Le développement durable s’installe dans les cuisines


Publié le Mercredi 3 Février 2021 à 09:28

S’attachant à valoriser les initiatives de développement durable portées par les restaurants collectifs, l’opération « Mon Restau Responsable » a été lancée en 2016 par le réseau Restau’Co et la Fondation Nicolas Hulot. Elle fédère désormais près de 230 structures, dont le CHU d’Angers qui produit notamment les repas de l’EHPAD Saint-Nicolas.

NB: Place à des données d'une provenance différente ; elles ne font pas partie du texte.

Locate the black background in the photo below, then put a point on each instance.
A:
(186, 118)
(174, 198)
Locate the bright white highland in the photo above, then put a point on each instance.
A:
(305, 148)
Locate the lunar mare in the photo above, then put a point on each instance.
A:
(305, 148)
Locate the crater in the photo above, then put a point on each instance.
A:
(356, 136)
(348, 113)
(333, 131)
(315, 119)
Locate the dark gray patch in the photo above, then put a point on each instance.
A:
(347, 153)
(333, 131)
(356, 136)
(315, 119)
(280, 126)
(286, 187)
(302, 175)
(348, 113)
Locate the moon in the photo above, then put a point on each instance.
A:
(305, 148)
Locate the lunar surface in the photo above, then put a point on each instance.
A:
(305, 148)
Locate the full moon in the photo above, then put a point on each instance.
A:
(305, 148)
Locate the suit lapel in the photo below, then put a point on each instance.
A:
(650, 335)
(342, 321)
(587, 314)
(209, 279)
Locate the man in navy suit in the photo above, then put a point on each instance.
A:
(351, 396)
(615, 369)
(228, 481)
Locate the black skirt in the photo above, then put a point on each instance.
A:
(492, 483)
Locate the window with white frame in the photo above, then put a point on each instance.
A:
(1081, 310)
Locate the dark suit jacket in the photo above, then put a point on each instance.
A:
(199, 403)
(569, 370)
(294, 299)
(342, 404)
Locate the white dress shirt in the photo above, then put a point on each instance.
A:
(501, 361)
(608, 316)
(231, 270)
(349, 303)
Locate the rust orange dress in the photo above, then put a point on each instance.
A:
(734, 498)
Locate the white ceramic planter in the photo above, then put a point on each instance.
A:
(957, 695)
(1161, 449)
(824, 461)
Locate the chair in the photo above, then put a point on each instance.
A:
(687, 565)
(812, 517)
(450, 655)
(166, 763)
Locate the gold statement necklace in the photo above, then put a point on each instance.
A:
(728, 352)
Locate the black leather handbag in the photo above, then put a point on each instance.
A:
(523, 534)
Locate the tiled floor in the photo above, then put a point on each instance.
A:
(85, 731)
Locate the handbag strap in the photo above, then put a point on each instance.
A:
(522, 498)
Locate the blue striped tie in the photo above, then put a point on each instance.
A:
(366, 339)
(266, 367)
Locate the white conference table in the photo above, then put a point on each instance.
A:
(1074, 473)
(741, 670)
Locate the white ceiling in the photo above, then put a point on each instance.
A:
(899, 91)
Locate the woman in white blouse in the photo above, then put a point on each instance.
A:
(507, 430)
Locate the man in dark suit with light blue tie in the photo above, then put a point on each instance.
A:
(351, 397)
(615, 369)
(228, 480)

Mylène Bliard,  responsable du projet  pour Restau’Co. ©DR
Mylène Bliard, responsable du projet pour Restau’Co. ©DR
« Aider les structures de restauration collective à s’engager dans une démarche de progrès ». Telle est l’ambition de « Mon Restau Responsable », une initiative issue de plusieurs années de travail par les acteurs de la restauration collective. « Nous accompagnons les restaurants collectifs depuis douze ans et avons donc souhaité porter cette démarche qui s’inscrit dans la continuité de nos actions », précise Patrice Raveneau, en charge de l’opération au sein de la Fondation Nicolas Hulot, connue pour son engagement historique en faveur de l’environnement. « Mon Restau Responsable n’est pas un label. L’opération s’appuie sur un système participatif de garantie, une approche particulière qui laisse une place de choix à la participation active de tous », ajoute Mylène Bliard, responsable du projet pour Restau’Co, le réseau interprofessionnel de la restauration collective en gestion directe.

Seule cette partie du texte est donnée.